In sport science, studies are made to optimise performance in all aspects of sport from fitness to $C$ technique.

In a game, a player scores 3 points by carrying the ball over the scoring line, shown in the diagram as $X Y$. When a player has scored these 3 points, an extra point is scored if the ball is kicked between two fixed vertical posts at $C$ and $D$. The kick can be taken from any point on the line $A B$, where $A$ is the point at which the player crossed the scoring line and $A B$ is perpendicular to $X Y$.

The distance $C D$ is $4 \mathrm{~m} ; X C$ is equal to $D Y$; the point $A$ is a distance $a \mathrm{~m}$ from $C$ and $A$ lies between $X$ and $C$. The kick is taken from the point $K$, where $A K$ is $x \mathrm{~m}$. The angle $C K D$ is $\theta$ (see diagram).
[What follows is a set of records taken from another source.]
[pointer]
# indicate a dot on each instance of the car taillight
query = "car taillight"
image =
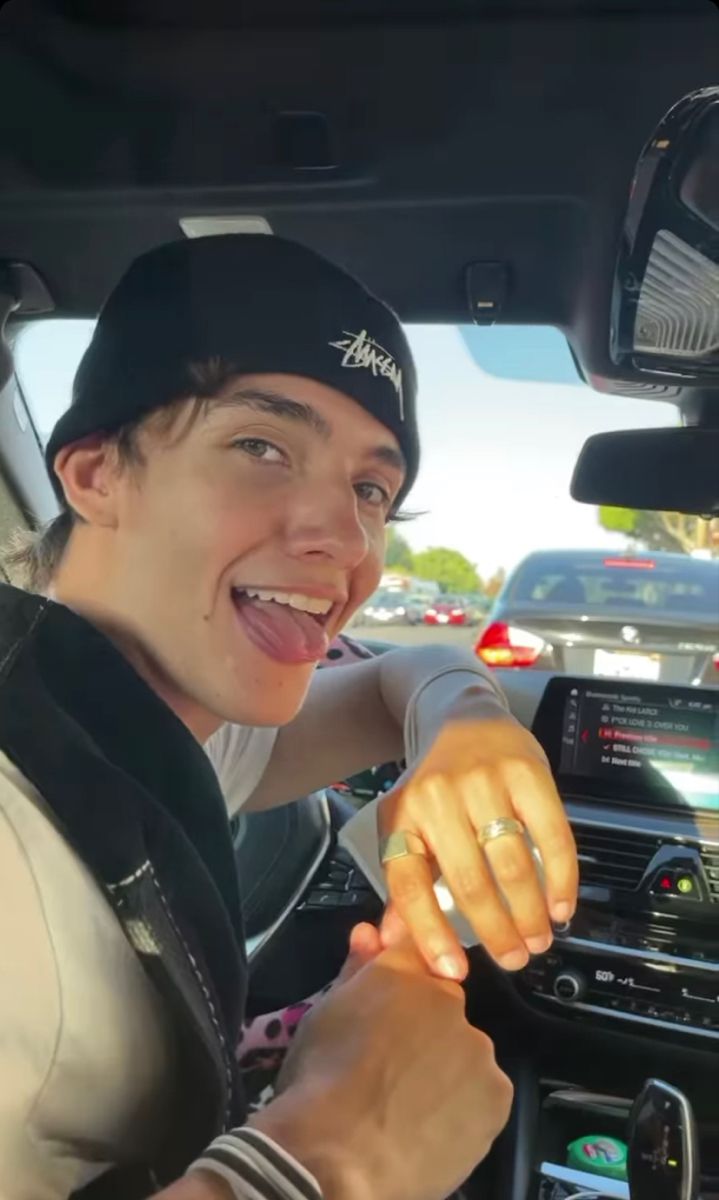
(505, 646)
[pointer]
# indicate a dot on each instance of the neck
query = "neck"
(201, 723)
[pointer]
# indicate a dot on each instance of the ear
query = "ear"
(89, 473)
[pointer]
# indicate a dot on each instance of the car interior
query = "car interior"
(552, 163)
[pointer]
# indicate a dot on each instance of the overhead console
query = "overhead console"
(637, 767)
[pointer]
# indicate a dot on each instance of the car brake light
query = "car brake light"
(642, 564)
(505, 646)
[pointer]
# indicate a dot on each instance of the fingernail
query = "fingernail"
(450, 967)
(538, 945)
(515, 960)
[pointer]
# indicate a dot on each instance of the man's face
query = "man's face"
(246, 543)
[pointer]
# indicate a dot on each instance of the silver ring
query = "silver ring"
(499, 828)
(401, 845)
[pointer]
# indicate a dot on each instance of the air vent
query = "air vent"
(709, 859)
(613, 858)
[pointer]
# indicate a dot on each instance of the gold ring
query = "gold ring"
(499, 828)
(401, 845)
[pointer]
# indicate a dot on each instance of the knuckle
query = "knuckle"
(559, 843)
(406, 888)
(468, 886)
(510, 867)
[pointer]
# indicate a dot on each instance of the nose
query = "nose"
(325, 523)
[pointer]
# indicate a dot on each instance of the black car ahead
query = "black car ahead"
(612, 616)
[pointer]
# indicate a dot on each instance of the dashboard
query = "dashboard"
(637, 768)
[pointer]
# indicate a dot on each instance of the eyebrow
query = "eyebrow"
(276, 405)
(i) By expressing $\theta$ as the difference of two angles, or otherwise, show that

\tan \theta=\frac{4 x}{x^{2}+4 a+a^{2}} \text {. }


(ii) Find, in terms of $a$, the value of $x$ which maximises $\tan \theta$, simplifying your answer. Find also the corresponding value of $\tan \theta$. (You need not show that your answer gives a maximum.


The point corresponding to the value of $x$ found in part (ii) is called the optimal point. The corresponding value of $\theta$ is called the optimal angle.

(iii) Explain why a player may decide not to take the kick from the optimal point.


(iv) Show that, when $\theta$ is the optimal angle, $\tan K D A=\sqrt{\frac{a}{4+a}}$. Find the approximate value of angle $K D A$ when $a$ is much greater than 4 .


(v) It is given that the length of the scoring line $X Y$ is $50 \mathrm{~m}$. Find the range in which the optimal angle lies as the location of $A$ varies between $X$ and $C$.